We must COMPLETELY RE-THINK federal sentencing law:
Thousands of people in federal prison are serving severe, outdated sentences that Congress no longer believes are fair. A 2022 Supreme Court decision that seemed to broaden the availability of reduced prison time has been interpreted inconsistently, extending uncertainty on this issue. In the short term, carefully crafted rules can allow judges to offer relief on a case-by-case basis. But ultimately, ending unjust penalties will require a top-to-bottom rethinking of federal sentencing law.
Congress must pass the “SECOND LOOK” legislation to reduce some sentences:
A man who had been sentenced to life without parole told U.S. Senator Booker that he had grown and changed and that I deserved to be home. He said many people in prison deserve a second chance, and often, they were unjustly sentenced to begin with. Later Senator Booker and Congresswoman Bass first introduced the Second Look Act in 2019, inspired, in part, by that meeting. Now these two members of Congress have reintroduced the Second Look Act. A previous reform had allowed this federal prisoner to become free. Now he works for profound justice for other people.
The Second Look Act is ambitious and groundbreaking. It would allow people who have served at least 10 years in federal prison to petition a court to take a “second look” at their sentence and assess their rehabilitation and whether their continued incarceration serves the interests of justice. It would create a rebuttable presumption of release for people who are 50 years of age or older, meaning the burden shifts to the government to demonstrate why that person should remain behind bars.
Extreme sentences also come with a profound human cost as people spend decades in cruel conditions, separated from their loved ones. And the research is clear: as people grow and mature, they typically stop engaging in crime. There are many reasons for this, but lengthy sentences aren’t one of them. They produce diminishing returns on public safety and waste scarce public resources on keeping people in prison long past the time when they pose a risk to the community. Instead, we should be funding things that make communities safer.

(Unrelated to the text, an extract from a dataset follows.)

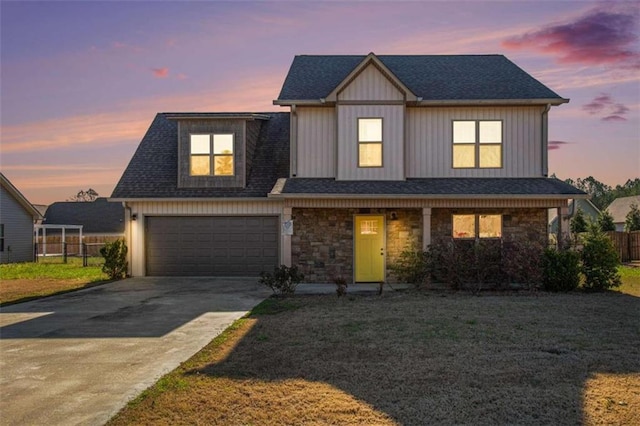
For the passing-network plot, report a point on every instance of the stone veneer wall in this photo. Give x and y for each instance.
(517, 224)
(322, 241)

Solitary confinement is actually torture. Here are info and a link to federal legislation:
In mid-July 2022, twenty-nine national religious organizations sent this letter to Members of the House of Representatives calling on them to co-sponsor H.R. 8048, the Solitary Confinement Study and Reform Act. NRCAT’s press release about this strong showing of interfaith support for the legislation is available here for sharing. A PDF of the national interfaith letter is available here to download, print, and share.
The Act would create a bipartisan commission to study the effects of solitary confinement in the U.S. prison system at the federal, state, and local levels, and set national standards. The commission would be charged with making recommendations that would end long-term solitary confinement in federal prisons and detention centers and bring the systems into compliance with the Nelson Mandela Rules. The legislation also sets aside federal grant funding as an incentive to states that are taking steps to end solitary confinement. Notably, the membership of the proposed commission must consist of at least three formerly incarcerated people or family members of incarcerated people.
NRCAT and our allies in the Federal Anti-Solitary Taskforce (FAST) are working closely with original co-sponsors Rep. Trone (D-MD) and Rep. Bice (R-OK) in support of this legislation as an important step toward our ultimate goal of ending the torture of isolated confinement once and for all. Your continued support is needed to build strong bipartisan co-sponsorship for this important bill.
This was in the previous Congress. In January 2023 the new Congress was installed. I hope the bill will be re-introduced in 2023. If it is, the bill number might change.